In contrast, across Newtown Creek in Long Island City, “they have a serious issue,” Salvatico said.
“Those landlords thought they had 25,000 apartments filled with Amazon employees.”

Now that Amazon’s not coming to Long Island City, lenders for residential development there will likely start asking once again who is going to rent all the new apartments that are being built, developer Tien Vominh of Ascent Development told the Wall Street Journal.

In Greenpoint, Amazon was a big selling point for Salvatico in his job as a broker of small and mid-sized development sites.

He’d tell potential buyers that Amazon employees would want condos in Greenpoint because it’s a more appealing place to live than Long Island City.

Since the news about Amazon broke, some potential buyers have contacted him. They’re a little hesitant to sign sale contracts.

“In their own minds, they are wondering how much of the property price was based on ‘Amazon hype,’” Salvatico said.

At One Blue Slip, seen at left, leasing has been going well — but not because of Amazon, the developer’s spokesperson says.

No short-term ‘frenzy’

In the immediate term, ‘Amazon hype’ didn’t do much for the Greenpoint-Williamsburg rental apartment market, real estate appraiser Jonathan Miller told the Eagle.

“When the Amazon announcement was made last November, there was massive hyperbole about people buying and renting sight unseen, texting condo orders or ordering them on Instagram as if there was a frenzy,” the Miller Samuel CEO said.

“That simply didn’t happen — perhaps on the margin, but not market-wide,” Miller said.

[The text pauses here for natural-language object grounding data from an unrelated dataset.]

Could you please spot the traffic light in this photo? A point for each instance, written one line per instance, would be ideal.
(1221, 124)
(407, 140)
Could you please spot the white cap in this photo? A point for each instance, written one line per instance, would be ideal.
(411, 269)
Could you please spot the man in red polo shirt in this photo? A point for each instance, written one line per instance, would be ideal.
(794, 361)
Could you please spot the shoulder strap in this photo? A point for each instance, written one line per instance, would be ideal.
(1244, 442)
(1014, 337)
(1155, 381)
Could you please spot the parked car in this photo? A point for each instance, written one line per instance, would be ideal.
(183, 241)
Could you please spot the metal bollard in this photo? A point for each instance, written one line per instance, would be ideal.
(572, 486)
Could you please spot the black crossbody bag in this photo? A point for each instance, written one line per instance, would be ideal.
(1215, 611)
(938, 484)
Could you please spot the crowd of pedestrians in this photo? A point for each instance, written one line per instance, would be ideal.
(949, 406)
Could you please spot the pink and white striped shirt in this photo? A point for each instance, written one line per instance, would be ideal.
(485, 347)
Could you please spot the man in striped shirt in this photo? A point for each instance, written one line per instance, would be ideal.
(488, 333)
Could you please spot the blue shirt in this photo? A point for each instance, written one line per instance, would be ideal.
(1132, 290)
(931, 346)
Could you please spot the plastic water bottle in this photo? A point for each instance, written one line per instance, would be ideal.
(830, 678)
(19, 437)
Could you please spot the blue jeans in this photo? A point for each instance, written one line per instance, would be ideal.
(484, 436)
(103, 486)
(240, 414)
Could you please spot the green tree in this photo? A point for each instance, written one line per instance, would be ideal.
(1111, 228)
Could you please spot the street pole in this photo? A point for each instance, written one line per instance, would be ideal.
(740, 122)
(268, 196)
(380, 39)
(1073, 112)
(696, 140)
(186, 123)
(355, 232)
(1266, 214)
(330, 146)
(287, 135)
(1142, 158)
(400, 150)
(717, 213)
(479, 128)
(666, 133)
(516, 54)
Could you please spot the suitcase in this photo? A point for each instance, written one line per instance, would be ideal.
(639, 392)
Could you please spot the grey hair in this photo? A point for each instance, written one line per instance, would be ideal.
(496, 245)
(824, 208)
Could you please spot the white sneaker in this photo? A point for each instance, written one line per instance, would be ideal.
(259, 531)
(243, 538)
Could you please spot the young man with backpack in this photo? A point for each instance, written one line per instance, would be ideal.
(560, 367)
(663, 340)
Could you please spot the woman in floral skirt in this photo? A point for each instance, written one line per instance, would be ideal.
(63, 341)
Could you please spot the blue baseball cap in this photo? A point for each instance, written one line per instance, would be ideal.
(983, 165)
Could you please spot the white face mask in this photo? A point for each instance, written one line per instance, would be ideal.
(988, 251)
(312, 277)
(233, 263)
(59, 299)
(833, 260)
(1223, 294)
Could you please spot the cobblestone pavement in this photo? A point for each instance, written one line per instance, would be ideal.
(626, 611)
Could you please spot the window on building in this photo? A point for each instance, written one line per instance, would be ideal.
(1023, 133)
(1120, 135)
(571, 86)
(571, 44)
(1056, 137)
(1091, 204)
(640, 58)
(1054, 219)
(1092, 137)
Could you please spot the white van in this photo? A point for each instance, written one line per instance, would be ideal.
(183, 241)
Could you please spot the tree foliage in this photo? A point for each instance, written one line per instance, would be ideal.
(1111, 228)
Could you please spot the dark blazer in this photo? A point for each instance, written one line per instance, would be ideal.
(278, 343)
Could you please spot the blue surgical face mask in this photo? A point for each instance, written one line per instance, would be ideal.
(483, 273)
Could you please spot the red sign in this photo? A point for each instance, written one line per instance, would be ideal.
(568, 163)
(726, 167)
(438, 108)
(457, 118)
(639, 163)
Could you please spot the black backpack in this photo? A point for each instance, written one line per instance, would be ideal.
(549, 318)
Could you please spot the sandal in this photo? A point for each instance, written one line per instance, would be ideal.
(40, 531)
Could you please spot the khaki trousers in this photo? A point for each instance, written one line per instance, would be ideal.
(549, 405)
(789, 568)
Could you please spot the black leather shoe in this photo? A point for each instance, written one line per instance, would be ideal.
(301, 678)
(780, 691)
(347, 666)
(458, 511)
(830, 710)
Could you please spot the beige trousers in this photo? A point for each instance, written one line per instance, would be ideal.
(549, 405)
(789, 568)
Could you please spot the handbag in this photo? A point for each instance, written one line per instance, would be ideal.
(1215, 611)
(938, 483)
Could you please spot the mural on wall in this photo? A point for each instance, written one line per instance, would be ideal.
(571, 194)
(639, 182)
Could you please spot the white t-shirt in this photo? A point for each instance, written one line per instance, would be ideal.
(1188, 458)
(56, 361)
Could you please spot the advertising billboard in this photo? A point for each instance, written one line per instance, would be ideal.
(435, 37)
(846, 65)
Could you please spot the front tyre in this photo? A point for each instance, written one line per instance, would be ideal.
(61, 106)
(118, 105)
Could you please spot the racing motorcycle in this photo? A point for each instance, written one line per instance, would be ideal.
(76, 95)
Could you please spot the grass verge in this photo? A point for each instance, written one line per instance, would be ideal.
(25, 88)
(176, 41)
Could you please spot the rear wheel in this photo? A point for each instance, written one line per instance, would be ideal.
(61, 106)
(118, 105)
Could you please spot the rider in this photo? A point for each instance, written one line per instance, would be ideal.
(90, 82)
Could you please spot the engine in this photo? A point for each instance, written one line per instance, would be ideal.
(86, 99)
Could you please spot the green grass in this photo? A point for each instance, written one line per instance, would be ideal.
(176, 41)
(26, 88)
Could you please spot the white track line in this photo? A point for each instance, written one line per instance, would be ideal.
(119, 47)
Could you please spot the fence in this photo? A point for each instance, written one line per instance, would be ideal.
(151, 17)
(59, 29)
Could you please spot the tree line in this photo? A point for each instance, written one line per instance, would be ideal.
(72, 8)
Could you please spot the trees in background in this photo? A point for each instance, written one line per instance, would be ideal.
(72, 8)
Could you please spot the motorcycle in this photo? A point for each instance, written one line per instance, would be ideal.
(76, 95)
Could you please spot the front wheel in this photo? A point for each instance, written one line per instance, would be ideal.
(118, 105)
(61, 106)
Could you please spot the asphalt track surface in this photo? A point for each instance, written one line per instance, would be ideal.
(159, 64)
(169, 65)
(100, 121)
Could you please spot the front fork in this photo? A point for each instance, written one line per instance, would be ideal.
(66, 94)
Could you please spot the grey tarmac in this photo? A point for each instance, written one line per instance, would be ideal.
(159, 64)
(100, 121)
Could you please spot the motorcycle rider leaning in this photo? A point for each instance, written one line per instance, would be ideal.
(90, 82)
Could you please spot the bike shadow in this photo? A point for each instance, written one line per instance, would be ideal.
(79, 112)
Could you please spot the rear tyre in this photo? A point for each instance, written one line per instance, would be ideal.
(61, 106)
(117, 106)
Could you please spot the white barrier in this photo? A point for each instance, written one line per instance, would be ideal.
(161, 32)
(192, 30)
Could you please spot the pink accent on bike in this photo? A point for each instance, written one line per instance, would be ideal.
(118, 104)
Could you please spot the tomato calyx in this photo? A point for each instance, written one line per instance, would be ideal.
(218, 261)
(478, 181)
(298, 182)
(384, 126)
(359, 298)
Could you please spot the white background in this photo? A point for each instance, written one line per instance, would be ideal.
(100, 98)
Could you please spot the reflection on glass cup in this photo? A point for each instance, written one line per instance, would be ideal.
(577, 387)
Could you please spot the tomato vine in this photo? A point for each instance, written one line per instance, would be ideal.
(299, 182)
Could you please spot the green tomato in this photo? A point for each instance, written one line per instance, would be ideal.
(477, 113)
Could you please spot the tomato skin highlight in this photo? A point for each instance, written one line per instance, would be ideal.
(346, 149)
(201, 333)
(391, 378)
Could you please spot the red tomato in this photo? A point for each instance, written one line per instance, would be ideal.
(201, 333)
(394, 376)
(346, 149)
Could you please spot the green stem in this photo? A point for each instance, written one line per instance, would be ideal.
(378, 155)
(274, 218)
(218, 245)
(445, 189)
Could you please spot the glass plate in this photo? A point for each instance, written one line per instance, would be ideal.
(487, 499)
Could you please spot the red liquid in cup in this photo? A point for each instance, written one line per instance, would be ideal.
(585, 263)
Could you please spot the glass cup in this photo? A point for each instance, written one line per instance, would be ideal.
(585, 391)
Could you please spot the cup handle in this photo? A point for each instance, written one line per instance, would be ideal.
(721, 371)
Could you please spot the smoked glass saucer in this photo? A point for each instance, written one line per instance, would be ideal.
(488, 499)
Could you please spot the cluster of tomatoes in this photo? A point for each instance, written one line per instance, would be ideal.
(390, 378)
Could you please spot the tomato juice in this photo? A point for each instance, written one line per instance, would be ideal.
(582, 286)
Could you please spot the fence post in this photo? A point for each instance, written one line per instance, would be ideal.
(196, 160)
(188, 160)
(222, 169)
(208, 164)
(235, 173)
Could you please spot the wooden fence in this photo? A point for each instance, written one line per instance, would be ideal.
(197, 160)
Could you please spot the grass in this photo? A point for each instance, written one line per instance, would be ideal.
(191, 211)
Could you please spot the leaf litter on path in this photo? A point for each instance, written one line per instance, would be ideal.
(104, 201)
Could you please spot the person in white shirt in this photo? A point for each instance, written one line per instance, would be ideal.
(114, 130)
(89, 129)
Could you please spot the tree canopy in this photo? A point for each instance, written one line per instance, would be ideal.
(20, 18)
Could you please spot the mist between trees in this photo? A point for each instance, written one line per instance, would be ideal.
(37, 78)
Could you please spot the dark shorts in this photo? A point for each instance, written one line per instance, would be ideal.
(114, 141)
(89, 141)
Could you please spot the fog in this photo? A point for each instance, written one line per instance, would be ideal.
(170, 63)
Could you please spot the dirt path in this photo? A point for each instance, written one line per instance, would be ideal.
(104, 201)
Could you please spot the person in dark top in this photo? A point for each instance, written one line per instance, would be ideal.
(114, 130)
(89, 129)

His data shows that in January 2019, 51.9 percent of apartment landlords in the two neighborhoods had to offer concessions like free months of rent to get tenants to take their apartments — a significantly higher number than the 42.6 percent that were doing so in January 2018.

From the esplanade at Greenpoint Landing, you can see Long Island City, where Amazon has decided not to move.

Fast leasing pace at One Blue Slip

Things are going well at the neighborhood’s largest residential project, Greenpoint Landing — but Amazon had nothing to do with it, a spokesperson for co-developer Brookfield Properties told the Eagle.

Leasing has been ongoing since last summer at the project’s first market-rate rental apartment tower, One Blue Slip.

“We built and opened One Blue Slip without any notion of Amazon’s presence,” the spokesperson said.
“And the apartments are leasing faster than we projected by people without any connection to Amazon.”

The 30-story, 359-unit apartment tower is located right on Newtown Creek’s shoreline. If Amazon employees had lived at One Blue Slip, they could have walked or biked over the Pulaski Bridge to work.

Asking rents for available units at One Blue Slip currently range from $2,908 per month for a studio to $5,552 per month for a two-bedroom apartment, the property’s website says.

A spokesperson for Mack Real Estate Group, a co-developer for the neighborhood’s other big apartment development, the Greenpoint, declined to comment about Amazon.